Dreyer sonrió con el orgullo satisfecho del artesano que ha creado algo hermoso a pesar de las dificultades. Sostenía la hoja frente a su nariz, con la punta en dirección al valle para comprobar que la acanaladura era perfectamente recta, cuando las dos figuras aparecieron al fondo del camino.
Al principio no pudo distinguirlas bien, pues el sol estaba todavía muy bajo, pero no le resultaban familiares. Ambos se acercaban caminando, y no parecían llevar nada en brazos ni a cuestas. Que eran dos hombres era evidente, por su manera de moverse, pero no supo distinguir nada más hasta unos minutos más tarde, cuando los desconocidos se aproximaron. Le parecieron un hombre y un niño, aunque enseguida se dio cuenta de que el niño era un muchacho más bien alto y el hombre un negro descomunal. Los perdió unos instantes cuando una huerta de naranjos los ocultó, pero al salir de ella le quedó claro que eran extraños. Conocía de vista a todos los habitantes de Castilleja y a buena parte de los buhoneros y comerciantes que subían hasta allí. El Camino Real serpenteaba al pie del monte, así que nadie pasaba por el pueblo a no ser que desease hacerlo.
Cuando los dos extraños llegaron a la bifurcación dudaron un rato, aunque el joven se subió a unas rocas y se llevó la mano a los ojos para estudiar sus alrededores. Cuando miró en dirección a la fragua, llamó al otro y señaló directamente hacia allí.
Dreyer se sorprendió. La casa del herrero estaba en la parte más alta, apartada a dos tiros de piedra del grueso de la población, así que cualquiera que tomase la senda desdibujada que ascendía hasta su propiedad debía ir a buscarle a él. Según se acercaban, vio que ambos vestían poco más que harapos. Clientes no eran, eso seguro.

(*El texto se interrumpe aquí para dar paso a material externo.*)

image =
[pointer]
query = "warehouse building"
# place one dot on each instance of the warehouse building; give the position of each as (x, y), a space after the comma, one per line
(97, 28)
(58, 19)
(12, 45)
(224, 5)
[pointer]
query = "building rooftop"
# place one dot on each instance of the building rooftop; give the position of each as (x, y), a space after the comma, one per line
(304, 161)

Tampoco parecían peligrosos, ni aquellos andrajos podían ocultar muchas armas. Por si acaso cogió el mazo mientras salía al camino a recibirlos.
Doblaron la última vuelta del camino cuando Dreyer les gritó, asomado por el borde del terreno.

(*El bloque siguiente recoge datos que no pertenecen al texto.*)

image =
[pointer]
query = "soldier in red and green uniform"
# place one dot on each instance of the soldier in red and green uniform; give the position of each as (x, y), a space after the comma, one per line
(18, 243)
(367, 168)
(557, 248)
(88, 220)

—¿Quiénes sois y qué queréis?
Los extraños se detuvieron y el joven alzó su rostro hacia él. Estaba a más de treinta varas de distancia, pero aun así el herrero percibió su rostro serio.

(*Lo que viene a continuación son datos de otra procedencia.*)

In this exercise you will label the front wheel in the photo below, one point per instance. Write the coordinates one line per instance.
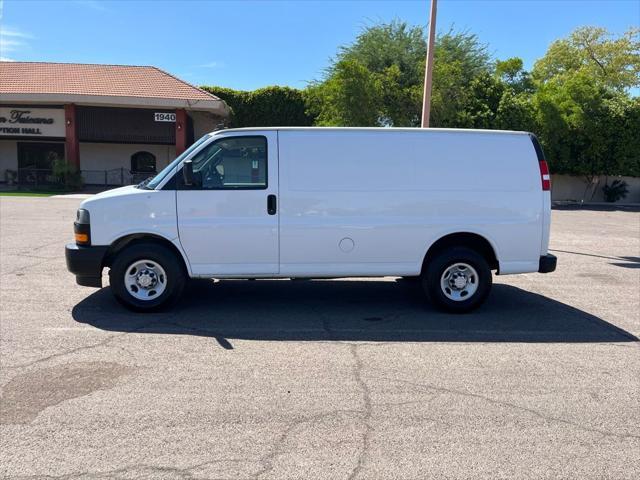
(146, 277)
(457, 280)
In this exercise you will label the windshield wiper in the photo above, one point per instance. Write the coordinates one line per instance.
(143, 184)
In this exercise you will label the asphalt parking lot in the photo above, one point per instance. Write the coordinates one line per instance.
(337, 379)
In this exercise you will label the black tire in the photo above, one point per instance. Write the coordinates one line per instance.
(173, 267)
(436, 267)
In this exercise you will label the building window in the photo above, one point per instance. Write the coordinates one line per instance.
(143, 162)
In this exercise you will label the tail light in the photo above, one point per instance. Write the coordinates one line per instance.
(542, 163)
(544, 176)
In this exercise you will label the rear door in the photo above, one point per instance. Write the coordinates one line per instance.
(228, 219)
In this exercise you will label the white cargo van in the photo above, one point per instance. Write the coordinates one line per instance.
(444, 206)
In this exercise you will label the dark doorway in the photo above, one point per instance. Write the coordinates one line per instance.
(39, 155)
(35, 162)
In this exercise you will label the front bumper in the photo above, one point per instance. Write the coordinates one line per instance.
(86, 263)
(547, 263)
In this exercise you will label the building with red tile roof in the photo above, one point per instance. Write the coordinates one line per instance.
(103, 119)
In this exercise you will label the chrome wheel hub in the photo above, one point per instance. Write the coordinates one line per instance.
(459, 281)
(145, 280)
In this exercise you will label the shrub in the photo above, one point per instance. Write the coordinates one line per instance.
(616, 191)
(266, 107)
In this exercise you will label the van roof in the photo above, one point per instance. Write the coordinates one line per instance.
(375, 129)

—Yo soy Sancho de Écija y éste es Josué. ¿Sois vos Dreyer el herrero, señor?
—Así me llamo —respondió el aludido con cautela.
—Venimos a traerle noticias, maese Dreyer, y nos gustaría acercarnos un poco más.
El herrero escrutó a sus extraños visitantes. Ambos tenían un rostro amable, pero él era un perro demasiado viejo como para fiarse de aquel detalle. Llevaban el pelo muy corto, la piel quemada por el sol, y ambos se habían envuelto los pies con trapos mugrientos hasta media pantorrilla, a pesar del calor que hacía en aquella época del año. Y el negro llevaba grabada a fuego en la mejilla la clásica marca de la esclavitud. Debían de ser bandoleros, criminales fugados o galeotes. Gente peligrosa y desesperada.